When Mesta met her friends, they began receiving calls and messages from the U.S. asking if they were okay. Unsettled, Mesta checked the news: Paris had been attacked three times. They quickly decided to go somewhere private.

“We didn’t know the gravity of the situation,” Mesta said. “We didn’t know how bad it really was. We just knew we had a bad vibe.”

Fearful of public transportation, Mesta and two of her friends called an Uber to take them home. The driver told them that he could not drive into the 11th arrondissement, so Mesta stayed the night at a friend’s house.

Le Petit Cambodge, a local restaurant, was attacked minutes before Mesta’s 24-year-old host sister arrived for a friend’s birthday party. She was running late, but her friends had already arrived. One of her host sister’s friends was killed in the attacks, and two others were severely injured and lost limbs. Mesta said her host sister is struggling with the loss.

“She feels guilty for not having been there,” Mesta said. “I guess you go through the mentality of ‘Why me and not them?’”

For Mesta and Moore, the attacks were, quite literally, close to home.

“I was scared to go back to my house,” Mesta said. “The Bataclan, the concert hall where there were hostages, was 600 meters from my house.” 

Moore’s home was also close to one of the attacks.

“One of the [attackers] who tried to blow himself up was about two, three minutes from where I live,” Moore said. “It’s very different hearing about it in the news and actually knowing where those places are, knowing you walk past there.”

The normally bustling streets were all but deserted the day after the attacks. 

“Everything was empty,” Mesta said. “It was a complete ghost town in the middle of the afternoon.” 

Although the city is returning to normal, Moore said, people are more anxious now. Even the sounds of children playing can cause alarm.

“Sometimes in the street there will be kids playing and one will scream with happiness,” Moore said. “They’re just playing, but people tense up or get ready to run suddenly because there’s fear that something else will happen.”

Mesta said she observed the same anxiety on the metro, where she used to listen to music or read a book on her commute without fear.

“Now, everyone sits in silence,” Mesta said. “A suitcase fell next to me and everybody jumped to their feet.”

Despite the tension and fear in the city, the students have continued their lives as normally as possible in defiance of the terror attacks. Mesta and Moore’s classes met on Monday and Mesta went out with friends the Thursday after the attacks to the bars near her house. 

“You hear the phrase everywhere, ‘We can’t let them win,” Mesta said.

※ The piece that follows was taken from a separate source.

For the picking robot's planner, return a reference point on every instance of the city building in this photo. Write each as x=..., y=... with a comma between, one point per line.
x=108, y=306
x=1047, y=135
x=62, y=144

When Mesta picked up one of the seven-year-old boys she babysits from his school the following Tuesday, he showed her a drawing he made that stuck with Mesta. 

“He drew the concert hall and red everywhere,” Mesta said. “It hit me really hard because little kids have to live through this and he understands what’s happening.”

Mesta said that despite his age, he understood what had happened.

“It was very innocent, and I think that’s how we all feel, like little kids,” Mesta said. “Why are they killing? No one really understands.”

Although life in the city has changed and international students in other programs left the city following the attacks, Mesta  plans to stay for the duration of the program. 

“I have to remember why I’m here,” Mesta said. “I want to improve my French, expand my knowledge, immerse myself in the culture. And this is part of expanding my knowledge.”

Moore said she decided to stay as well.

“I didn’t want to leave,” Moore said. “This is my city right here, and I want to be in Paris.”